Deeds
Not Words or Wishes
Most teachers I know want their students to be good. I don’t mean in the classroom—though that’s nice if you can get it. I mean that as teachers, they consider the highest part of their calling to be the cultivation of their student’s capacity to live a good life. Most consider that a virtuous character is at the heart of the enterprise and that mere data transfer, or trading in facts, falls far short of the teacher’s true vocation which is to help students live virtuously.
Of course, human lives occur in time and space so there are lots of things useful to learn which contribute to our ability to live virtuously in our particular time and space. Often we think of general education, liberal education, or the core of the curriculum as consisting of universally human things as well as things necessary for cultural literacy.
So far so good.
But suppose we’re interested in getting as good at this as possible. There are at least two parts which will require our attention. The tactics and techniques which contribute to effective teaching: we might call these pedagogy. And the things which we will teach: the curriculum.
We can, and should, have long conversations late into the night with bright friends and dim lights about the curriculum.
But as regards pedagogy, we have a bit of a problem.
Those of us with a proclivity and capacity for words, numbers, or abstractions tend to go into teaching. We fall in love with a discipline, with a text, perhaps even with the charms of academic life, and consider teaching the best way to cultivate this love—certainly the best way to make a living while maintaining close proximity to it.
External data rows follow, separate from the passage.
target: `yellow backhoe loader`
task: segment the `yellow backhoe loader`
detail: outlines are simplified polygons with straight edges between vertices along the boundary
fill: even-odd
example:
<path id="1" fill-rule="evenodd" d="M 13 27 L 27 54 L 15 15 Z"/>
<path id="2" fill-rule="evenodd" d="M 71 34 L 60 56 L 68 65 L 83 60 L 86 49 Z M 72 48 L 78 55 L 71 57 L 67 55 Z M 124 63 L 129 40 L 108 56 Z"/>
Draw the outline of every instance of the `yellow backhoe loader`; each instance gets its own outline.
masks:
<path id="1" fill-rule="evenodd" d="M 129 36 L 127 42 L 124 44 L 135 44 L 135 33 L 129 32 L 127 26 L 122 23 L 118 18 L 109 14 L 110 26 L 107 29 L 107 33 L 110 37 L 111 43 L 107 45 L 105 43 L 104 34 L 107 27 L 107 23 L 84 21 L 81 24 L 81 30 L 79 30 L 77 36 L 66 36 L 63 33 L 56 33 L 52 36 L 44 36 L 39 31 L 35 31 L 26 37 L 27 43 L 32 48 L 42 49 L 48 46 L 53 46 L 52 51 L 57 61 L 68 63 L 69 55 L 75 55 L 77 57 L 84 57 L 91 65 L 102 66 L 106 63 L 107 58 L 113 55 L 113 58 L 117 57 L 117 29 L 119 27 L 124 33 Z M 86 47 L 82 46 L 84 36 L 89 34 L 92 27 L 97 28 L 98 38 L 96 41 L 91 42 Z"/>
Our fluency at manipulating ideas and language shines in the classroom where, even if we aspire for them to live virtuous lives, the immediate problem we propose to solve is the students’ lack of facility with the concepts or structures we handle so well. After all, we need to get them through the curriculum.
But I’d like to propose that our own proficiency with language and ideas can sometimes inhibit the effectiveness of our teaching. Often it is difficult for those with a talent for language to understand or relate to those whose intelligence and reason are less verbal. Or even, for those who are less intelligent. Teachers tend to be people well suited to the classroom and its methods. But not every student is.
Please don’t mistake my argument as denigrating words, abstractions, or reason. They are all essential for every human.
But can you be certain, though the mechanic might be less adept with language, that the natural law does not speak as clearly to him as to you? Your reason shines in an essay or a lecture. Is it not reason that shines through the work of his hands?
I’m not talking about degrees of refinement, but about being good.
My concern about pedagogical approaches fashioned by the academic for the academic is the possibility that for many students these approaches often introduce a fissure between the “content” of the curriculum and the object of cultivating the good life, like a sword thrust severing the two. This is surely the opposite of what we intend in our impassioned defense of curricula.
But we are vulnerable to this possibility on account of the classic distinction between deeds and words and the ever present danger—temptation—to separate the two.
St. John Henry Newman preached a sermon on the Christian life entitled “Promising Without Doing.” In the sermon, Newman notes what our common sense corroborates: it is easier to say or think something than it is to do or be something. So too with our approach to teaching and our students’ capacity to learn.
Are we like the misguided one Newman describes who “thinks that the characteristic of a religious man is his having correct notions?” He continues, “it escapes him that there is a great interval between feeling and acting.” Substitute “religious” with “educated” and I fear you will have described the vast majority of our pedagogical efforts.” We want our students to be good but rely almost entirely on telling them to be good, or on defining the good with words and texts.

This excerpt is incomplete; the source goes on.